Feds investigate GM Cruise crashes
The National Highway Traffic Safety Administration is investigating three crashes involving driverless taxis operated by General Motors’s Cruise, just as the autonomous-vehicle division is poised to expand service.
Officials are looking into Cruise vehicles that braked suddenly – resulting in three crashes in which human motorists rear-ended the robotaxi – or cars that unexpectedly pulled over and stopped, according to a NHTSA document posted Friday.
The agency said it’s unknown if there have been accidents related to the second issue.
A spokesperson for Cruise said it’s rare for cars to pull over, and that there have been no accidents when that’s happened.
Cruise is expanding its robotaxi service across San Francisco and preparing to charge for rides in Austin, Texas, and Phoenix.
Cruise’s business is a big piece of GM Chief Executive Officer Mary Barra’s quest to double revenue by 2030.
Baristas reject union membershipBaristas at an experimental Starbucks-Amazon Go store in New York narrowly rejected union membership, the latest setback for the U.S. labor movement.

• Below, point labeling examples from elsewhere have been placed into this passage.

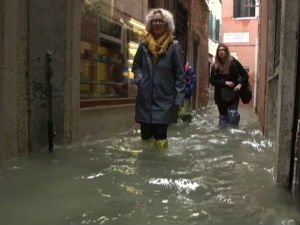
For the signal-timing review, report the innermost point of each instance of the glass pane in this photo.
(111, 32)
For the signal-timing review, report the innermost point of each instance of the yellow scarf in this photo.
(159, 46)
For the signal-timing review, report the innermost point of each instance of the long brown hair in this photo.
(223, 65)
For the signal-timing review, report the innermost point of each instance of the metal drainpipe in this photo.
(50, 110)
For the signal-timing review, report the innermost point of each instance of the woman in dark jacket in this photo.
(228, 76)
(159, 76)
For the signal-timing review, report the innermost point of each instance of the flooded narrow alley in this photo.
(208, 175)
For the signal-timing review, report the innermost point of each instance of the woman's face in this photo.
(158, 25)
(222, 52)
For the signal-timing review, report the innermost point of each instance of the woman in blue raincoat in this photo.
(160, 78)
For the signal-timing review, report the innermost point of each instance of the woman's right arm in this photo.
(137, 65)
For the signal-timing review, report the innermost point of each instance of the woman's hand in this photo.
(229, 83)
(237, 87)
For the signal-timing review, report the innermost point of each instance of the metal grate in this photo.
(277, 33)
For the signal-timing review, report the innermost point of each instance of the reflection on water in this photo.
(208, 175)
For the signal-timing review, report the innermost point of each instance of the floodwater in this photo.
(208, 175)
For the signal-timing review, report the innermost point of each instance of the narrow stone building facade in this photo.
(278, 92)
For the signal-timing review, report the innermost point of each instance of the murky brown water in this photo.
(207, 175)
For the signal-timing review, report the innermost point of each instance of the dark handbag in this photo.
(227, 94)
(245, 93)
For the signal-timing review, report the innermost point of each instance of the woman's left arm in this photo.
(179, 76)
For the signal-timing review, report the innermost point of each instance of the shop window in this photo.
(108, 46)
(244, 8)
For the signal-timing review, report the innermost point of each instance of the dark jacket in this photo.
(160, 86)
(237, 74)
(191, 80)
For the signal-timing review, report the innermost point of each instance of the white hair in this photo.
(167, 16)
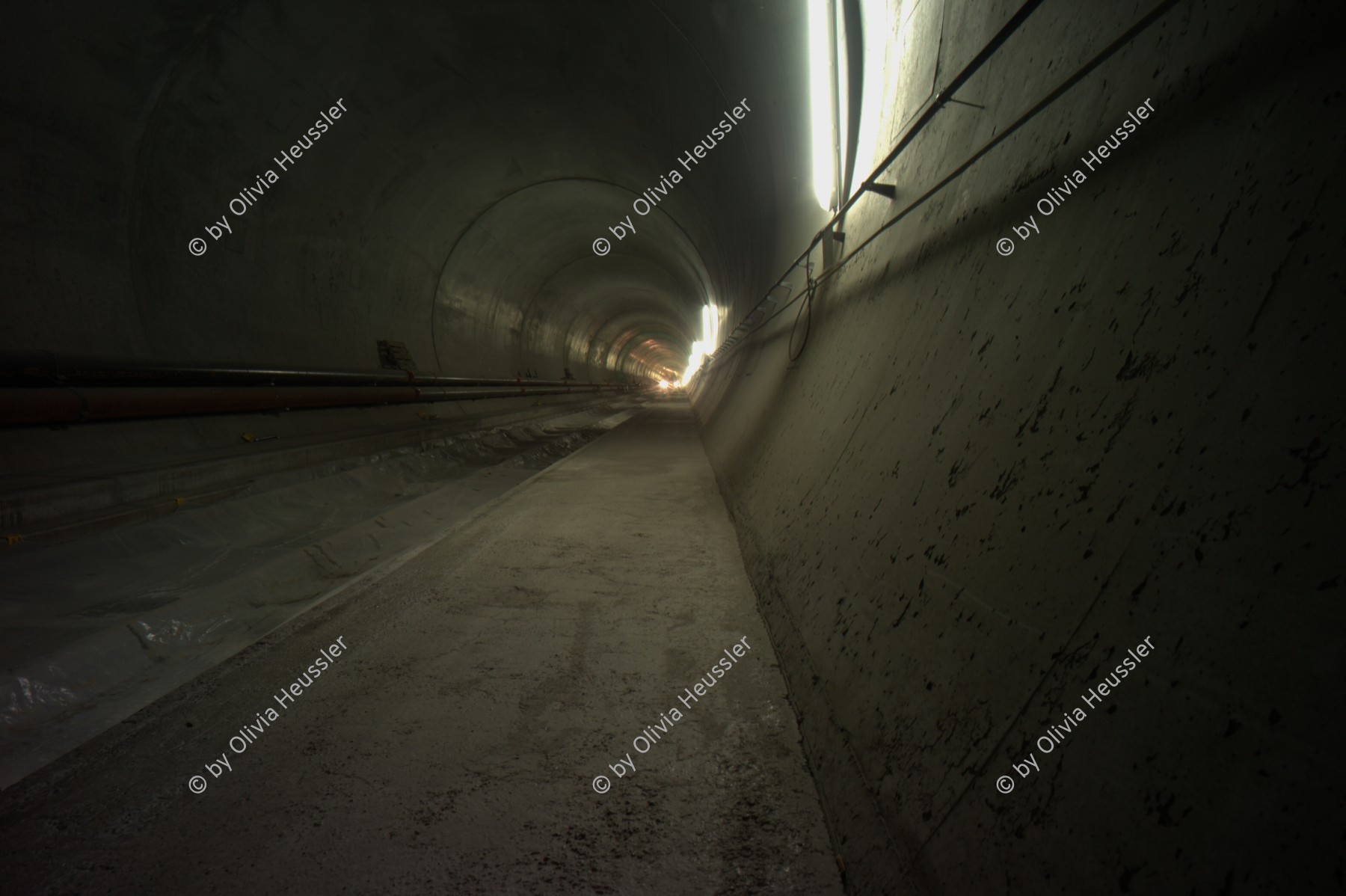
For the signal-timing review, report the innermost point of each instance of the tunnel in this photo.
(871, 447)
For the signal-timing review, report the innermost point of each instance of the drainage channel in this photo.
(100, 627)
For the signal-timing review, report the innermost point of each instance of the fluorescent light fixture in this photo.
(821, 101)
(708, 342)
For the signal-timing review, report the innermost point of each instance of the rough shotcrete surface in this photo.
(989, 476)
(451, 749)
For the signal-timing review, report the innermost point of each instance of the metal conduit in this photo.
(870, 185)
(42, 389)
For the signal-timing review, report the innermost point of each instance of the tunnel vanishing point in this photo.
(879, 447)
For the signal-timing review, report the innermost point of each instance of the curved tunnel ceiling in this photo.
(455, 203)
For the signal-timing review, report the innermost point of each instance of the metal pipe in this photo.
(905, 140)
(49, 369)
(43, 405)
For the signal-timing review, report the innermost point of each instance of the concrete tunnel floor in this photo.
(452, 746)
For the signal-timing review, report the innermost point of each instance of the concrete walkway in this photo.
(469, 702)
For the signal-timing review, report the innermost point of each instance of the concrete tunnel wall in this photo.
(980, 479)
(986, 478)
(451, 207)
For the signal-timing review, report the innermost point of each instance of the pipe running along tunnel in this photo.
(740, 447)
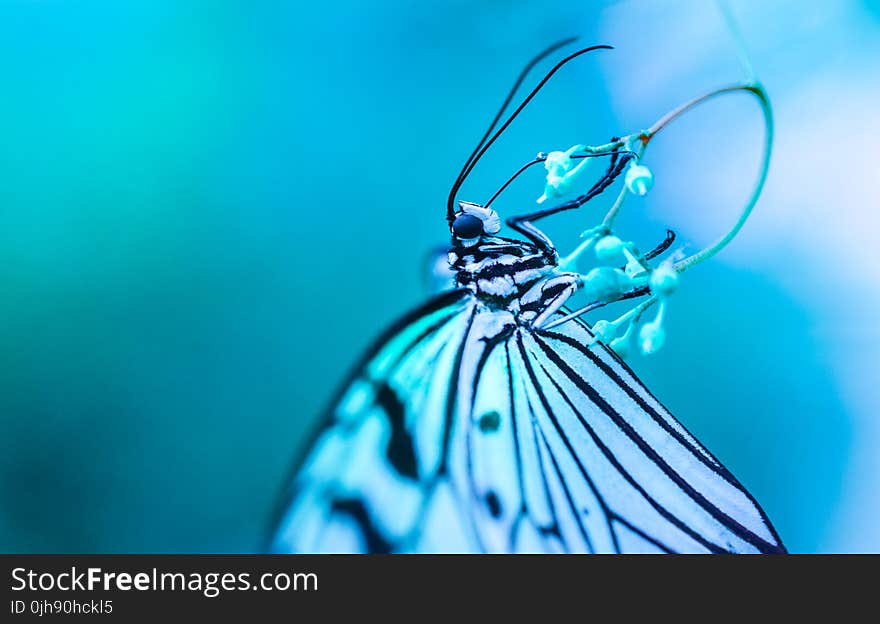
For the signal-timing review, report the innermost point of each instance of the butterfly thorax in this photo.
(500, 270)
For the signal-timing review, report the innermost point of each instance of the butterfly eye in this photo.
(466, 227)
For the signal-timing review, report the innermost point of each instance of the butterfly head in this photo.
(472, 222)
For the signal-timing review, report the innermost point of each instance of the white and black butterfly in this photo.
(472, 427)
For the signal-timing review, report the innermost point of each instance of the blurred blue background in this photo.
(209, 210)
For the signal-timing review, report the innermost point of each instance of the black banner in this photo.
(280, 588)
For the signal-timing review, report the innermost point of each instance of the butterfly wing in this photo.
(462, 432)
(587, 460)
(371, 480)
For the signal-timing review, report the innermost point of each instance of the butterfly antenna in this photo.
(486, 141)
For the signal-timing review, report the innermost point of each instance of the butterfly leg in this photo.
(543, 299)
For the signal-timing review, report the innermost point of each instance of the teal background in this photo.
(209, 209)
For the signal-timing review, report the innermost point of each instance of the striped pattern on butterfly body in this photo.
(467, 430)
(489, 420)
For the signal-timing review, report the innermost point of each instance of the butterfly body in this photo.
(490, 419)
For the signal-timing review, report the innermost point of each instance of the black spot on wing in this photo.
(400, 452)
(490, 422)
(355, 509)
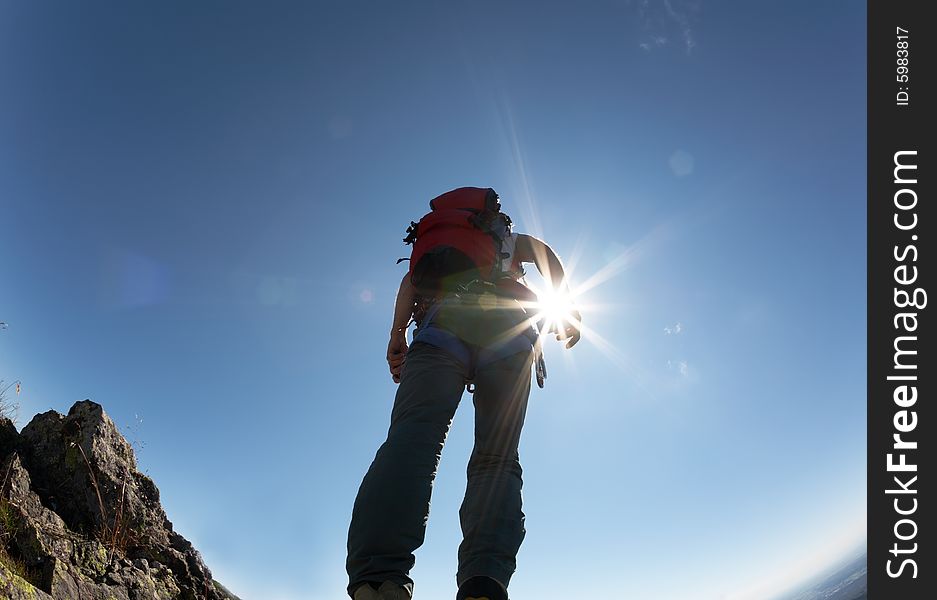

The workers, who legally work for Starbucks Corp., requested a union election because they said the tie-up between the coffee chain and Amazon.com doubled their workload with no additional pay.
The vote was very close, with 13 voting to join Starbucks Workers United, and 14 voting no, according to a spokesperson for the National Labor Relations Board, which oversees union elections.
The defeat follows successful campaigns at hundreds of Starbucks cafes around the U.S. Amazon workers at a New York warehouse voted earlier this year to join the Amazon Labor Union, but the upstart labor group lost two subsequent contests.